I'm dating a guy who's friend has become a very consistent third wheel, and I'm starting to have difficulties with it. I've been dating the guy about a month (we'll just refer to him as SO--significant other). They were friends (albeit not super close ones) before I came into their social circles. I spent time with both of them, and three of us would go places. Now I'm dating the one. And the other one still goes everywhere with us. Seriously, almost everywhere. Which would be fine. EXCEPT for his behavior when he's with us.

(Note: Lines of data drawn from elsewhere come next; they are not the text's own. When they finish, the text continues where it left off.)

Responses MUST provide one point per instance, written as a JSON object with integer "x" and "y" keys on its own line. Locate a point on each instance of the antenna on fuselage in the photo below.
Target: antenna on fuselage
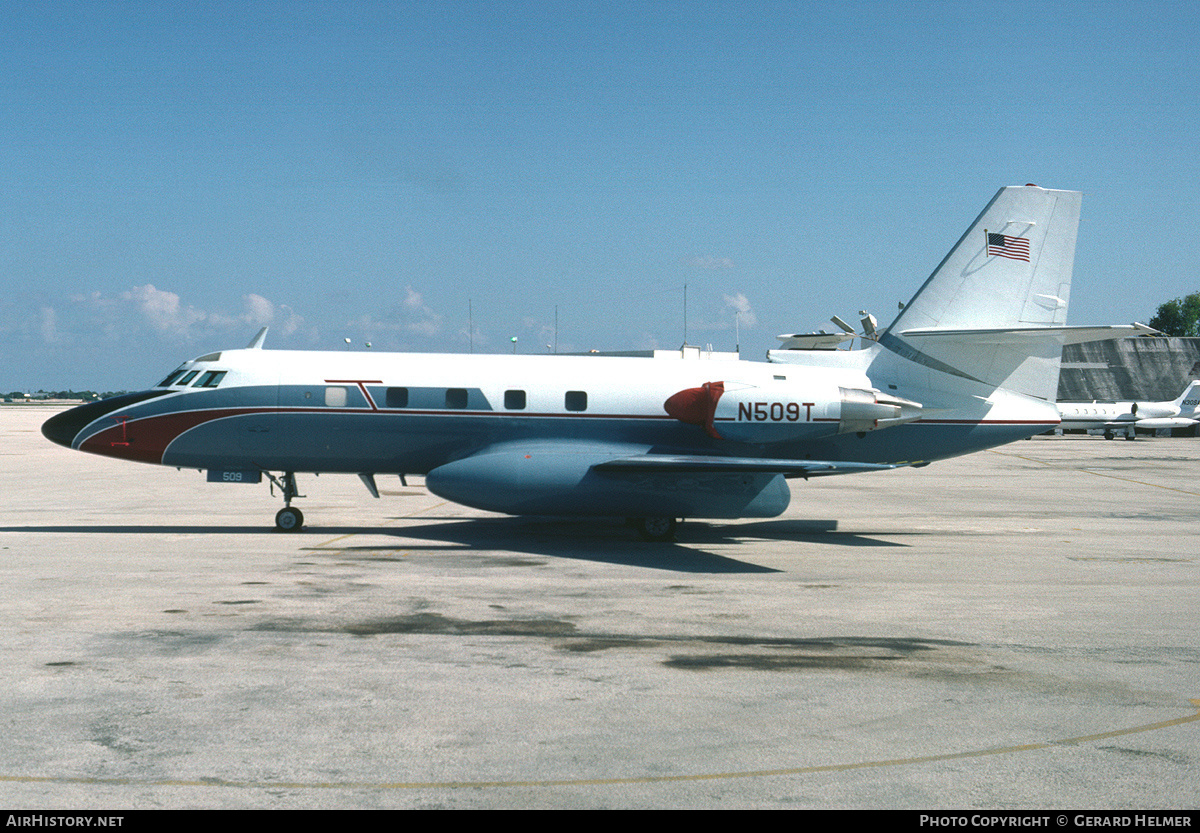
{"x": 256, "y": 343}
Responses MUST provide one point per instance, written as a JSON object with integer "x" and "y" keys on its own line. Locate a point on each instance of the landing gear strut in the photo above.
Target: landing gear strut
{"x": 289, "y": 519}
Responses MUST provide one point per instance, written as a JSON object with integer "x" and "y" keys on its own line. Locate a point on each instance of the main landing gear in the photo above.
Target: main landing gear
{"x": 289, "y": 519}
{"x": 655, "y": 528}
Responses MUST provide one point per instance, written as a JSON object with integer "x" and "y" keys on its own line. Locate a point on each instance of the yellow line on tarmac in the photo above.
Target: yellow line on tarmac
{"x": 603, "y": 781}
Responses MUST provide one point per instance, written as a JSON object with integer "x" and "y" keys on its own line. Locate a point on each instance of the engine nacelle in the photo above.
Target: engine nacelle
{"x": 787, "y": 412}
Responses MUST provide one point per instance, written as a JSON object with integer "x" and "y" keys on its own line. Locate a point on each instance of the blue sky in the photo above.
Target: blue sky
{"x": 174, "y": 178}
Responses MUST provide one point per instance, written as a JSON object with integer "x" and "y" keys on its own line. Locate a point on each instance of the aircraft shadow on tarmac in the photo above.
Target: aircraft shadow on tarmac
{"x": 613, "y": 543}
{"x": 587, "y": 539}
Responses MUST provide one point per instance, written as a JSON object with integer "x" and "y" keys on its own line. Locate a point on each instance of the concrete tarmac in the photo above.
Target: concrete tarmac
{"x": 1012, "y": 629}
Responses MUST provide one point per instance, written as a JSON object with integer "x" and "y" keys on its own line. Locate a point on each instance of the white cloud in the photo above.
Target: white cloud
{"x": 741, "y": 304}
{"x": 48, "y": 325}
{"x": 163, "y": 310}
{"x": 259, "y": 311}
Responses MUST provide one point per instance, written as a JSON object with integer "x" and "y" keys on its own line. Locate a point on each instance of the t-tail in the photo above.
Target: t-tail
{"x": 995, "y": 309}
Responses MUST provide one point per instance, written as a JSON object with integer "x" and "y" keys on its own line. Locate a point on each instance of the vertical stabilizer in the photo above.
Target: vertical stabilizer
{"x": 991, "y": 310}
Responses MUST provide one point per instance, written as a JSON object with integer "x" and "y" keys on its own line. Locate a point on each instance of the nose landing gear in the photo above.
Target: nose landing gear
{"x": 289, "y": 519}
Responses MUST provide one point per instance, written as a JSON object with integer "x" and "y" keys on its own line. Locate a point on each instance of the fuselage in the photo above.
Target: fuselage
{"x": 409, "y": 413}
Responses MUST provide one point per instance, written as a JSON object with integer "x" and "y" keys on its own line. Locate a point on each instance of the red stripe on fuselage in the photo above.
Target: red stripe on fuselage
{"x": 147, "y": 439}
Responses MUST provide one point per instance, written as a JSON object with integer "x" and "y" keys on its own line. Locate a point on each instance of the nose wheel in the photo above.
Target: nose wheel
{"x": 289, "y": 519}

Example: If we run into him, he insists on then becoming a part of the date himself for the rest of the night, and dictating where we go/what we do. That's fine, except his attitude in these situations is not. He's very actively trying NOT to be single, so he insists on third wheeling, but then gets bitter and hostile and makes snide comments while he's with us. These comments have become more sexual. "Get some" etc. But then when he GENUINELY thinks he's witnessed something even mildly sexual (like my SO touching my thigh), he freaks out and makes comments like "WHAT would SO-and-so think if they knew?"

 

I'm starting to learn he doesn't really value what women say/think. When he's out with us, he makes crude comments about women we pass by. Like "I would date her but she's too heavy". Like he somehow thinks he can custom build a dating partner like a car, and she'll be so lucky to have him! He also asks me questions about my position/viewpoint on certain things, then you can tell he's taken aback when I answer him honestly.

 

Final straw was earlier this week, he made a comment about my car. He found out that my senior year of college, my grandparents helped me put the down payment on my car--I'd been driving an unreliable old car I loved dearly, and this was the only way I could get the vehicle I have now. I'm tremendously greatful everyday, and I know my situation is far from unusual for people just graduating from college. Yet when he found out, he blurted, "OH, THAT'S why you have a new car! I was gonna say, that seemed like too nice of car for you to have while in school!" Except...He has the same car. And is in school. And isn't paying for his. I'm a college graduate, who's had her car for a couple years now, and makes payments.

 

I just started a new job, and he about got me in trouble. He pressured my SO into both of them showing up at my work, and the friend playing a prank on me (SO didn't know he was going to this until it was too late), in front of my new coworkers. I was mortified. To the point where I was so upset I almost stopped dating the other guy over it. The friend knows how important my career is to me, and it was beyond embarrassing and unprofessional.

 

 

In addition to all these other wonderful things he says and does, he seems to not value privacy. He regularly gets in my SO's phone, and reads all his text conversations. Including his and I's. Which is really annoying, because I can't say anything private, because I know his friend will be in there reading it soon. I can't text anything sexual, because the guy will see it, read it, and tell people we're friends with. He also feels the need to text from the phone, so I'm never really sure when I'm getting a text if it's from him, or the friend.

 

 

I'm getting really frustrated. I've always told myself we're all third wheels at some point or another in our life, and I've tried to be respectful of it. But he's getting on my nerves. I don't want to resent him, and I'm starting to. And because we're all three friends, I'm not sure how to tell him to back off. Any advice or opinions? Oh and by the way--We're all in our early to mid 20s.

Edited by EastCoastKassie
Posted

Simply state to your BF he has to chose who he wants to date and who he wants to lose because you will not accept his friend butting into you life and relationship any more.

Posted

Yea, there are boundary issues here and it's both the other guy not knowing when to butt out, and your boyfriend being either unaware or unwilling to manage the situation. A talk with the boyfriend is in order. Tell him you are not interested in dating the two of them, and not interested hanging out like a clic of middle schoolers. If the bf has half a brain he'll get it; if not then perhaps it's time to reassess the potential for this relationship.